In light of recent events, I ask myself a simple question. What the fuck am I supposed to do with the three pairs of Kyrie Irving sneakers I have in my closet? Seriously! I can’t fucking wear them now. What would my Hebros say to me? I’d be exiled like Moses in the Desert. Here is the backstory for people who don’t immediately know what I’m talking about. I’ve spent years rolling my ankles in basketball sneakers. If a player had a shoe, I tried it: Tmac, Kobe, Lebron, Marbury, etc., etc., etc. But then, suddenly, I discovered the perfect sneaker, the design, the colors, the name recognition, Kyrie Irving sneakers. It was like “Like Mike” when I put on those sneakers. I became “BOX OFFICE.” I could do it all in these sneakers. A winner of three men’s adult league championships. My honeymoon was spent in Kyrie’s sneakers. I saw Avengers Endgame in those sneakers. When new Kyrie’s came out, I could not get them fast enough.

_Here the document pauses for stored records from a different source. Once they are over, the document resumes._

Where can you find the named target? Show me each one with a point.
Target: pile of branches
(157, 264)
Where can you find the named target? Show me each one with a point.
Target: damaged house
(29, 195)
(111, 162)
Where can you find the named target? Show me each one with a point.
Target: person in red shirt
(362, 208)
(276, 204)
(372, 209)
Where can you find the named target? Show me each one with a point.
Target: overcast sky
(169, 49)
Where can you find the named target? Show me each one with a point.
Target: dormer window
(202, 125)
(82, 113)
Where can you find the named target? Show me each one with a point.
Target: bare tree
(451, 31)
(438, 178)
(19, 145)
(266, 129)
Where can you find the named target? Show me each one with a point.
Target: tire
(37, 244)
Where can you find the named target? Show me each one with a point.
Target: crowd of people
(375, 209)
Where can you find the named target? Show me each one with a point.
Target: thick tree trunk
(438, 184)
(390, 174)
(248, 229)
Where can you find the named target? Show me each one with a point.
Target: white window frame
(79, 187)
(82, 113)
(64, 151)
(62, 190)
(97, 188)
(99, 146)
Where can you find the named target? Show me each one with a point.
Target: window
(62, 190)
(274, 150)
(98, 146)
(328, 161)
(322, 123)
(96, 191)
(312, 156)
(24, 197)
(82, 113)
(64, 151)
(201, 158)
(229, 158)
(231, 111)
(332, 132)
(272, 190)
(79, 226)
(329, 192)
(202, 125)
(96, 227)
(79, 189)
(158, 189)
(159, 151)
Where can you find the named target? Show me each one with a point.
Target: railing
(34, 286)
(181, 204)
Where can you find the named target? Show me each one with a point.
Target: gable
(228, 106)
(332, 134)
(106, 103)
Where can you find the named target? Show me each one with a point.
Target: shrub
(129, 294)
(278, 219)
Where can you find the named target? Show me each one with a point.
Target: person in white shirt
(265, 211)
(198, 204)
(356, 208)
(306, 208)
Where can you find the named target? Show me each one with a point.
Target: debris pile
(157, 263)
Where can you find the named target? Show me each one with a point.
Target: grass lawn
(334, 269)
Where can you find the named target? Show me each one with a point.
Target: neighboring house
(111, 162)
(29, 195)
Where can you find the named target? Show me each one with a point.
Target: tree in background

At the height of the covid-19 pandemic, Kyrie declared himself anti-vax. There were rumors of Nike dropping their shoe deal with him, and I acted swiftly and ordered multiple pairs to maintain my relationship with the sneaker. I felt strongly that my relationship with the sneakers could work through all the anti-vax bullshit. Cut to two months ago. Kyrie Irving took to Twitter to boost a movie and book, “Hebrews to Negroes.” A film jam-packed with antisemitic tropes, produced by Alex Jones. Yes, that Alex Jones. I have no desire to go into the film or speculate whether Kyrie is an antisemite, criticize his actions, or debate whether a repost has the same implications as a standard post on Twitter. Instead, a more significant question plagues my mind. There are three pairs of Kyrie Irving’s shoes in my closet. Can I still wear them?
While it feels like most of the sports world has moved on, Kyrie Irving’s name still conjures a pit in my stomach. As a Jewish man, I will say what he did was hurtful, and I will not soon forget about it. So how can I wear the shoes? If someone's name forces you to think of antisemitism, it’s a bad look to be associated with them. Like, let's say I was hosting a classy dinner party, and my boy Steve hits me, and he’s like, “Yo, who’s the crew for the dinner party?” and I hit him back with Scott’s list, “Dave, Tina, Joy, Spencer, Christian, Brian…” and Steve interjects with “Wait, isn’t Brian a racist.” That’s a bad look on me that I’m inviting a suspected racist to my classy dinner party. Therefore I must get rid of the sneakers. However, to play devil’s advocate, one could argue that if I were to drop every product that is somewhat associated with an antisemite, I’d be living on the street with nothing but Second Avenue Deli and the vaccine for typhus. Not to mention, I already paid for the shoes, and Kyrie already got my money. The problem here is wearing Kyrie Sneakers in public is a statement. Kyrie’s repost of the film was open support of the film. Thus my wearing Kyrie’s sneakers is open support for Kyrie Irving and what he stands for—leading me to conclude that in order, as my parents would say, “be a good Jew,” I can not wear my Kyrie Irving sneakers.
What’s next? I need to find new sneakers, but I can’t risk spending more money on shoes that may one day be associated with antisemitism. The solution is to create my own sneaker, one I can guarantee isn’t antisemitic. And with that, I embark on my journey to create the perfect non-anti-Semitic sneaker.